Sumado a ello, a partir de la década del 80 se comenzaron a desafiar los mitos del sionismo a partir de la desclasificación de archivos militares israelíes. Surgió entonces un grupo de «nuevos historiadores» israelíes, que empezaron a ser vistos en Occidente como la máxima autoridad sobre la nakba. Esta tendencia contribuyó a reforzar el dominio israelí y proisraelí del discurso histórico y la historiografía sobre Palestina.
Es recién en el cuarto y último momento tras la firma de los Acuerdos de Oslo (1993) y la creación de la Autoridad Nacional Palestina (ANP) que se evidenció una tendencia más potente en torno a la construcción de una contranarrativa relacionada con la permanencia y las consecuencias actuales de la nakba.
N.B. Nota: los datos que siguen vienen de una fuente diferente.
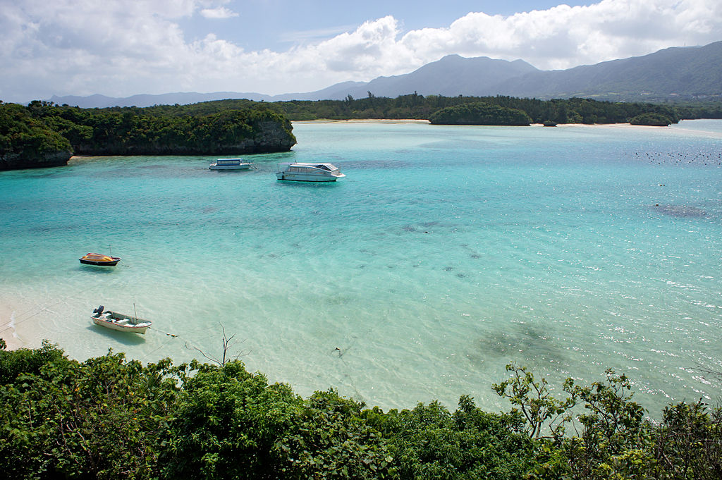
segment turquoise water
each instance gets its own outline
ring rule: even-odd
[[[506,409],[490,385],[511,361],[560,385],[613,367],[653,410],[719,395],[695,369],[722,370],[722,121],[294,132],[250,172],[118,157],[0,173],[0,335],[180,362],[219,355],[225,328],[271,381],[383,408]],[[347,178],[277,181],[292,160]],[[81,266],[90,251],[123,260]],[[156,329],[95,326],[100,304]]]

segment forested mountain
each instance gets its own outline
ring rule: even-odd
[[[536,71],[511,79],[500,95],[536,98],[594,97],[662,100],[722,95],[722,42],[678,47],[651,55],[578,66]]]
[[[370,82],[345,82],[316,92],[266,95],[260,93],[169,93],[113,98],[53,96],[51,101],[83,108],[184,105],[230,98],[256,101],[344,100],[365,97],[422,95],[493,96],[529,98],[586,97],[621,101],[667,101],[722,95],[722,41],[703,47],[677,47],[644,56],[542,71],[521,60],[447,56],[404,75]]]

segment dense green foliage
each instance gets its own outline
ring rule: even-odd
[[[413,93],[396,98],[253,102],[226,100],[193,105],[79,108],[34,101],[0,102],[0,169],[9,155],[38,159],[69,154],[235,154],[288,150],[295,144],[290,121],[423,119],[432,123],[529,125],[530,123],[669,125],[682,118],[722,118],[722,104],[636,103],[570,98],[443,97]],[[666,122],[666,123],[665,123]],[[4,164],[3,162],[5,162]]]
[[[34,101],[0,102],[0,169],[13,155],[22,167],[43,166],[44,156],[233,154],[288,150],[290,122],[267,108],[188,113],[180,105],[152,108],[78,108]],[[58,165],[56,162],[55,165]]]
[[[0,102],[0,169],[11,155],[37,159],[70,151],[68,139],[34,117],[29,109]]]
[[[508,108],[484,102],[464,103],[435,112],[429,121],[443,125],[511,125],[526,126],[531,118],[517,108]]]
[[[651,126],[668,126],[671,123],[672,119],[664,113],[642,113],[630,120],[632,125]]]
[[[334,390],[308,399],[238,361],[79,362],[47,343],[0,341],[0,471],[17,479],[722,478],[722,410],[670,405],[658,423],[609,370],[563,387],[508,366],[508,414],[462,396],[366,409]],[[575,434],[565,435],[573,424]]]
[[[253,151],[288,149],[295,139],[290,123],[265,108],[188,113],[180,105],[149,108],[78,108],[43,102],[27,107],[33,118],[69,140],[77,154],[216,154],[249,149],[245,143],[264,124],[280,126],[284,145],[255,145]]]
[[[344,100],[295,100],[289,102],[253,102],[247,100],[227,100],[204,102],[191,105],[180,105],[179,111],[188,114],[209,114],[225,109],[258,108],[282,113],[292,121],[363,119],[363,118],[414,118],[429,120],[436,112],[449,107],[483,102],[504,108],[521,110],[529,115],[533,123],[552,121],[557,123],[620,123],[648,113],[659,113],[669,116],[674,122],[682,118],[674,104],[600,102],[583,98],[540,100],[535,98],[496,97],[424,97],[416,93],[396,98],[375,97],[369,94],[365,98],[355,99],[350,95]],[[701,111],[701,105],[689,105],[685,114],[695,115]],[[163,111],[168,107],[149,107]],[[117,110],[123,110],[118,108]],[[505,110],[500,110],[505,114]],[[697,118],[697,117],[695,117]]]

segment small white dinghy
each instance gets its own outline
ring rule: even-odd
[[[105,307],[100,305],[92,311],[93,315],[90,318],[92,319],[92,323],[95,325],[118,331],[144,333],[148,327],[152,324],[152,322],[148,320],[104,309]]]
La ANP impulsó la construcción de un Estado neoliberal que celebra acciones simbólicas mientras permite la continuidad de la colonización y el despojo palestino asegurada a partir de la coordinación de seguridad conjunta con Israel y el flujo de donaciones que recibe para tal fin.
Este estado de cosas se ha cristalizado en la noción de al-nakba al-mustamerra (la catástrofe permanente), que da cuenta de la cadena incesante de ataques que ha sufrido la población palestina desde 1948 hasta el genocidio que se está llevando adelante este 2024 en Gaza, donde se reiteran las matanzas despiadadas, las violaciones y la destrucción del tejido social, edilicio, institucional y humano.
La manera en que los palestinos experimentan, recuerdan y nombran la sucesión de ataques contra su existencia a lo largo del tiempo está mediada por la división del trabajo por género, las identidades sexuales, los roles de las mujeres y su lugar en el contexto social pero también por la experiencia colonial y su impacto en las relaciones de género, principalmente en la construcción de un nacionalismo judío masculinizado y militarizado construido en oposición al «otro» feminizado.
Allí se inscriben las recientes imágenes de soldados israelíes posando con lencería y trajes tradicionales de mujeres palestinas frente a hombres desnudos atacados por perros, que recuerdan —y superan en horror— a las imágenes de la prisión iraquí de Abu Ghraib. Como hicieran en aquella ocasión las autoridades militares estadounidenses, los altos mandos israelíes hablan de «casos aislados», ocultando de que se trata de abusos sexuales que deben contabilizarse junto a las violaciones como método de tortura que refuerzan la feminización como forma de humillación y sometimiento.
En 1948, los palestinos llamaron catástrofe (nakba) a la experiencia de desposesión que los dejó apátridas; en 1967 se adoptó el término retroceso (naksa) para denominar la ocupación de Gaza, Cisjordania y Jerusalén Oriental, y revolución (thawra) al movimiento que buscó liberar los territorios a partir de 1968. En 1987 y 2000 la palabra intifada (levantamiento) recorrió el mundo cuando la población civil se rebeló a la ocupación militar israelí y la noción de al-nakba al-mustamerra (la catástrofe permanente) se presentó como elocuente para describir un estado de cosas continuo.
¿Qué palabra se atreverá a nombrar las atrocidades a la que está siendo sometida hace meses la población palestina de Gaza?